Re: Are spaces allowed between terms in N-Triples 1.1?

Is there any place in N-Triples where inter-terminal white space is
required?  I don't think so.

As triples are self-terminating, white-space is not required after a triple.

Comments consume the remainder of a line but leave any EOL in place.  They
can thus only occur where an EOL is allowed and thus cannot occur inside a
triple.

IRIREFs and STRING_LITERAL_QUOTEs are self-terminating so white space is
never required after them.

Literals with a datatype end with an IRIREF so white space is never required
after them.

Language tags are not self-terminating but the next token after a language
tag has to be a '.' which cannot be part of the language tag.  So white
space is never required after a language tag and thus white space is never
required after a literal with a language tag.

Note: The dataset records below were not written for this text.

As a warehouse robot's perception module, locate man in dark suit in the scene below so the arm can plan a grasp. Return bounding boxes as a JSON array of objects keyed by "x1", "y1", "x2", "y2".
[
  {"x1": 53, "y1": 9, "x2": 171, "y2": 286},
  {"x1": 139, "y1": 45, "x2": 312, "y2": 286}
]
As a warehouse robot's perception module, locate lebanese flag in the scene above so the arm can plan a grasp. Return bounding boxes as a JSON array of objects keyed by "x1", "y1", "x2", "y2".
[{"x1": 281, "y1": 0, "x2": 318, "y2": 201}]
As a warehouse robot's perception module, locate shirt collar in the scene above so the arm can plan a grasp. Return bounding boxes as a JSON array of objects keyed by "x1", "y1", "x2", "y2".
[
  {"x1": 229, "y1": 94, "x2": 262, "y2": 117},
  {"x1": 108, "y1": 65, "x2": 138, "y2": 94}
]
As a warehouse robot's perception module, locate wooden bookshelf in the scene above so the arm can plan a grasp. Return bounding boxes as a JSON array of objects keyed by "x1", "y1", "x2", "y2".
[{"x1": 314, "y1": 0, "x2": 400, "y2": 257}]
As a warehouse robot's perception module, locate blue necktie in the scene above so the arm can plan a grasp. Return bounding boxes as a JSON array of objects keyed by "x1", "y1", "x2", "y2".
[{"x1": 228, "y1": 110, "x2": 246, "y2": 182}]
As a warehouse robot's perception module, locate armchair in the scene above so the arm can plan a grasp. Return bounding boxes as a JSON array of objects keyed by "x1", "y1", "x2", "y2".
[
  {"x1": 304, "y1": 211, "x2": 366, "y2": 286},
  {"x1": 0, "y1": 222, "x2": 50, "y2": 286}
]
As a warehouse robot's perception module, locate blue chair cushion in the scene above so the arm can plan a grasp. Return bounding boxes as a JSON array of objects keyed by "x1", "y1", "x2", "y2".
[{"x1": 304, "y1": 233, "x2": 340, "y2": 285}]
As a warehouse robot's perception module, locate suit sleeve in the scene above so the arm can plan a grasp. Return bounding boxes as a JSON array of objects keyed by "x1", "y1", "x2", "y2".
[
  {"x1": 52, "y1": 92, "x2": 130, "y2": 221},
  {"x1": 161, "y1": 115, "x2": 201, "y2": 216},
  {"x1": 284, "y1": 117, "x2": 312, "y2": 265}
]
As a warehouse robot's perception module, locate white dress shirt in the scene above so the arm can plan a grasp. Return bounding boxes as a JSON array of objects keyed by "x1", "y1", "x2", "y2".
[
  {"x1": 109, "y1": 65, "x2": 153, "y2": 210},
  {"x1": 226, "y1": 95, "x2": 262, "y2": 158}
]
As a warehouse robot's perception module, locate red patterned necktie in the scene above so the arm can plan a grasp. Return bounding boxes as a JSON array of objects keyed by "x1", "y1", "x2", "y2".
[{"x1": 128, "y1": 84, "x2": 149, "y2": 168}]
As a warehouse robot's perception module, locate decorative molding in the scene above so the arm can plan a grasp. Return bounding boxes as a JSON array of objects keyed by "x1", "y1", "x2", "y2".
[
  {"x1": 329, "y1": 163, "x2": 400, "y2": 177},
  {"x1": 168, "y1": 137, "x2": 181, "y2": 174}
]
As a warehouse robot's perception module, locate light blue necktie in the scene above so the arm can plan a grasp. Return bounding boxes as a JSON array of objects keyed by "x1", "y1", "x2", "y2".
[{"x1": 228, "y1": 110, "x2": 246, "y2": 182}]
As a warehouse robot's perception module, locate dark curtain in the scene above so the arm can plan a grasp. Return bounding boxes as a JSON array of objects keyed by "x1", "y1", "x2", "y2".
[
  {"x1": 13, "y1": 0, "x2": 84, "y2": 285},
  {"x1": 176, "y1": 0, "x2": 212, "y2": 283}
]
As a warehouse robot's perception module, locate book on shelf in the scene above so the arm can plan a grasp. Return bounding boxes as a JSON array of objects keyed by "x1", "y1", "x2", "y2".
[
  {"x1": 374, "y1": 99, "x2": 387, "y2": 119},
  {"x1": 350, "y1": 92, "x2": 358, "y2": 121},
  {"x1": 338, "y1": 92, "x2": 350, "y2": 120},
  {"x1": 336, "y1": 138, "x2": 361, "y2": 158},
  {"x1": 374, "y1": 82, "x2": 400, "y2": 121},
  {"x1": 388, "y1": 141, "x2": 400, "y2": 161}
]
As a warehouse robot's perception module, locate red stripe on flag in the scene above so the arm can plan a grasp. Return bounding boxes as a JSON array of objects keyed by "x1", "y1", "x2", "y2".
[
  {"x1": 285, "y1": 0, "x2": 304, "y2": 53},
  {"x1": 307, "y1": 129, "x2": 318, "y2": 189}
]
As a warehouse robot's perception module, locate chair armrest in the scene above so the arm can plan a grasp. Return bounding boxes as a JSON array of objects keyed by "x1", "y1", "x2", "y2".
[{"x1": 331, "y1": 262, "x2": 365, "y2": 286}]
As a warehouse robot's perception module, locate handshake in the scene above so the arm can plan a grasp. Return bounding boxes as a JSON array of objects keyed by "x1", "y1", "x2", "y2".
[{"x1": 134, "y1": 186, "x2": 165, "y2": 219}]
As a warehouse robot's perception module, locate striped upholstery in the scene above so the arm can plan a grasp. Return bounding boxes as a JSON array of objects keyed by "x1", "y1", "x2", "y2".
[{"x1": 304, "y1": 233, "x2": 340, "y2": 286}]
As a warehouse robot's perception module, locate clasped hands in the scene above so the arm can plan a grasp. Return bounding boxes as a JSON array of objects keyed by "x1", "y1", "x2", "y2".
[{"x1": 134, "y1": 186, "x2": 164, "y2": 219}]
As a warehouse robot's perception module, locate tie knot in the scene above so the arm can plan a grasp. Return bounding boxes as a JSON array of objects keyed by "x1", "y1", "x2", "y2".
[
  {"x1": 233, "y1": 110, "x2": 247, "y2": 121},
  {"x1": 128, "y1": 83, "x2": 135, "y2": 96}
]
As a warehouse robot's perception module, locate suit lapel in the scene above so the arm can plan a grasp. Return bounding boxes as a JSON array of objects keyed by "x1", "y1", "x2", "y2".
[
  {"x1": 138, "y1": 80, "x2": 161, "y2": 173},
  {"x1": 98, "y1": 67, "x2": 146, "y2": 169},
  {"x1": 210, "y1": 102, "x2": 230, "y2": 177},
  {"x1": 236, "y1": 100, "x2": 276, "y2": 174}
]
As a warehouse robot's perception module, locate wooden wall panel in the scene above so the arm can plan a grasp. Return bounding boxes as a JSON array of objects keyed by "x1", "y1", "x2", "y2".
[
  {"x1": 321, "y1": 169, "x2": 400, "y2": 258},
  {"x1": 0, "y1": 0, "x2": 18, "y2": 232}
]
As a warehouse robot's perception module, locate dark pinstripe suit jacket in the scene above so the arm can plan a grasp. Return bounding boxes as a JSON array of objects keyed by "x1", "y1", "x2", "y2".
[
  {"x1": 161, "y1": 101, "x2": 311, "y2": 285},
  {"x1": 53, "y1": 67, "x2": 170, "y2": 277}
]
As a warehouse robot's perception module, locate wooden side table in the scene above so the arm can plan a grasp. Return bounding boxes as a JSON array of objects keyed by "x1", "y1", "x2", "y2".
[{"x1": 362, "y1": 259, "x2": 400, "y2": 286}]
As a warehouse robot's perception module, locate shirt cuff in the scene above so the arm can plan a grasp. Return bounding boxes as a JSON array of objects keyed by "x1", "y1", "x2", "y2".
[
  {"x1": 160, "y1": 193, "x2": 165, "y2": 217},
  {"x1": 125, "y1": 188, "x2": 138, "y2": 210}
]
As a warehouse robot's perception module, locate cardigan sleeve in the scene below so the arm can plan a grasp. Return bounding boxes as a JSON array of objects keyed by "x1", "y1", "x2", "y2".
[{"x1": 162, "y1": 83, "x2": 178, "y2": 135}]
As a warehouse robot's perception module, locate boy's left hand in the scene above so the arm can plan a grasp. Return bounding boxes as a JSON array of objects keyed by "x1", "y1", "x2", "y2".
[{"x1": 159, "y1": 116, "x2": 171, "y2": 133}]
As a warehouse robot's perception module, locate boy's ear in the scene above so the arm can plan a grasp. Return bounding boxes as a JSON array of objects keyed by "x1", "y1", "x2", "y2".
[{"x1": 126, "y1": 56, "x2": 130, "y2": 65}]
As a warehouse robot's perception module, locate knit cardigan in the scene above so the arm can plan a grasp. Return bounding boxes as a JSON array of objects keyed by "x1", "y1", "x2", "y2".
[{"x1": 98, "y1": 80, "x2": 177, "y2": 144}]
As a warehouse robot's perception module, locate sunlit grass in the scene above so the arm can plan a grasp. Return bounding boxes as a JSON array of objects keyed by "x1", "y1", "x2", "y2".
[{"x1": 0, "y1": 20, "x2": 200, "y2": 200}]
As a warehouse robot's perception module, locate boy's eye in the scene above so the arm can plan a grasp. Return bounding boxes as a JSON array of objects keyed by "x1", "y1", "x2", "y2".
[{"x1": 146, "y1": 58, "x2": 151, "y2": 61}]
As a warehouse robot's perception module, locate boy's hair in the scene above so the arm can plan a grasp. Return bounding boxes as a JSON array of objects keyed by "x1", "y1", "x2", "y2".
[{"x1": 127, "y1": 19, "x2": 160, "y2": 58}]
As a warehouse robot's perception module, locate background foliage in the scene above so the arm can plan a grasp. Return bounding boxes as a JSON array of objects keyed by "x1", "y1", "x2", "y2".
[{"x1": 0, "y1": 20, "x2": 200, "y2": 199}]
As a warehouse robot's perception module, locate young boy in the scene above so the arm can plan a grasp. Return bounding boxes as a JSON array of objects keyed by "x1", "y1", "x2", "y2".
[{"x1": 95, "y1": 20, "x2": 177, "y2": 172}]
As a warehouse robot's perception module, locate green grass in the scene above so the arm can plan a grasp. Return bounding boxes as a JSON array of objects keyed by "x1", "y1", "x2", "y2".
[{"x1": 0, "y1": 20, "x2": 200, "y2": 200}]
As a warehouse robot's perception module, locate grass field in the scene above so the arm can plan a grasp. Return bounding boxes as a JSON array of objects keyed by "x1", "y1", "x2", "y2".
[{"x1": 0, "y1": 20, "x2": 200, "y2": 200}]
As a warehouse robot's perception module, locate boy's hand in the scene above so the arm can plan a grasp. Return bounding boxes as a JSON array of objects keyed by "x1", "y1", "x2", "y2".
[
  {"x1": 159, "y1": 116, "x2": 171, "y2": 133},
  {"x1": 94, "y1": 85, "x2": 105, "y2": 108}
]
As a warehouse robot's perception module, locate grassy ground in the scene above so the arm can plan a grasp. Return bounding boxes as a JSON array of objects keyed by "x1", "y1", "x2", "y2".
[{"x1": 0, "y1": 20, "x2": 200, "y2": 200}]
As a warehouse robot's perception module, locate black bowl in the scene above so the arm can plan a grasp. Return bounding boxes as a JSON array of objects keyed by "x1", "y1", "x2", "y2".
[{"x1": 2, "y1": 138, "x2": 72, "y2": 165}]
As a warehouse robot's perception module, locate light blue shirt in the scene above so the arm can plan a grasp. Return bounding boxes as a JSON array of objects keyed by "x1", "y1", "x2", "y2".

All variants and pieces of literals are covered above so white space is
never required after a literal.

BLANK_NODE_LABELs are not self-terminating but the next token after a
blank node is either an IRIREF or a '.'.  BLANK_NODE_LABELs cannot end with
a '.'.  IRIREFs start with a '<' which cannot be part of a
BLANK_NODE_LABEL.  So white space is never required after a
BLANK_NODE_LABEL.

That covers all the cases, I think, so there is no place where
inter-terminal white space is required in N-Triples.


Peter F. Patel-Schneider
Nuance Communications





On 06/28/2017 08:14 AM, Wouter Beek wrote:
> Hi Semantic Web community,
> 
> Is [1] a valid N-Triples 1.1 statement (notice there are no spaces
> between the terms)?  I'm able to find evidence that says "yes" and
> able to find evidence that says "no".  I think "yes" is correct here,
> but the specification document is able to trick a casual reader into
> believing "no", several SotA tools currently implement according to
> "no", and the test case is ambiguous (see below).
> 
> [1] <x:y><x:y><x:y>.
> 
> No, [1] is not valid:
> 
>   * The N-Triples 1.1 specification says that "The simplest triple
>     statement is a sequence of (subject, predicate, object) terms,
>     separated by whitespace and terminated by '.' after each triple."
>     Under a certain interpretation of the word 'simplest' this means
>     that whitespace is required, because if a statement S that is
>     expressed by a triple T can also be expressed by a triple T' which
>     only differs from T in that is contains no whitespaces, it follows
>     that T is not the simplest triple expressing S.
> 
>   * The N-Triples specification defines canonical N-Triples as "The
>     whitespace following subject, predicate, and object must be a
>     single space, (U+0020)."  This implies that whitespace indeed
>     follows the subject, predicate, and object terms ("the whitespace"
>     does not refer to the empty string).
> 
>   * rdflib 4.2.2 gives an error when parsing [1].
> 
>   * SWI-Prolog Semweb library 7.5.10 gives an error when parsing [1].
> 
>   * There is a test case called `#minimal_whitespace' which has value
>     `rdft:approval rdft:Proposed', and according to the test suite
>     vocabulary this means that the test is "proposed but not
>     approved", so minimal whitespace is a proposal that is not yet
>     part of N-Triples 1.1.
> 
>   * It should always be possible to easily split an N-Triple statement
>     based on whitespace characters.
> 
> Yes, [1] is valid:
> 
>   * The N-Triples 1.1 specification clearly states that "triples are a
>     sequence of RDF terms representing the subject, predicate and
>     object of an RDF Triple. These may be separated by white space
>     (spaces U+0020 or tabs U+0009)."
> 
>   * Serd 0.26.0 correctly parses [1].
> 
>   * Jena 3.0 correctly parses [1].
> 
>   * Raptor 2.0.15 correctly parses [1].
> 
>   * There is a test case called `#minimal_whitespace' which is of type
>     `rdft:TestNTriplesPositiveSyntax'.
> 
>   * The N-Triples 1.1 specification says that "White space (tab U+0009
>     or space U+0020) is used to separate two terminals which would
>     otherwise be (mis-)recognized as one terminal."  This may imply
>     that whitespace is not required for separating non-terminals?
> 
> What can we do to clear up the situation regarding the use of
> whitespace in N-Triples?  I can file bugs for rdflib and SWI-Prolog
> semweb.  Can someone improve the specification and/or test case?
> Or... am I wrong and and is "no" the correct answer after all?
> 
> ---
> Best regards,
> Wouter Beek.
> 

Received on Thursday, 29 June 2017 01:39:23 UTC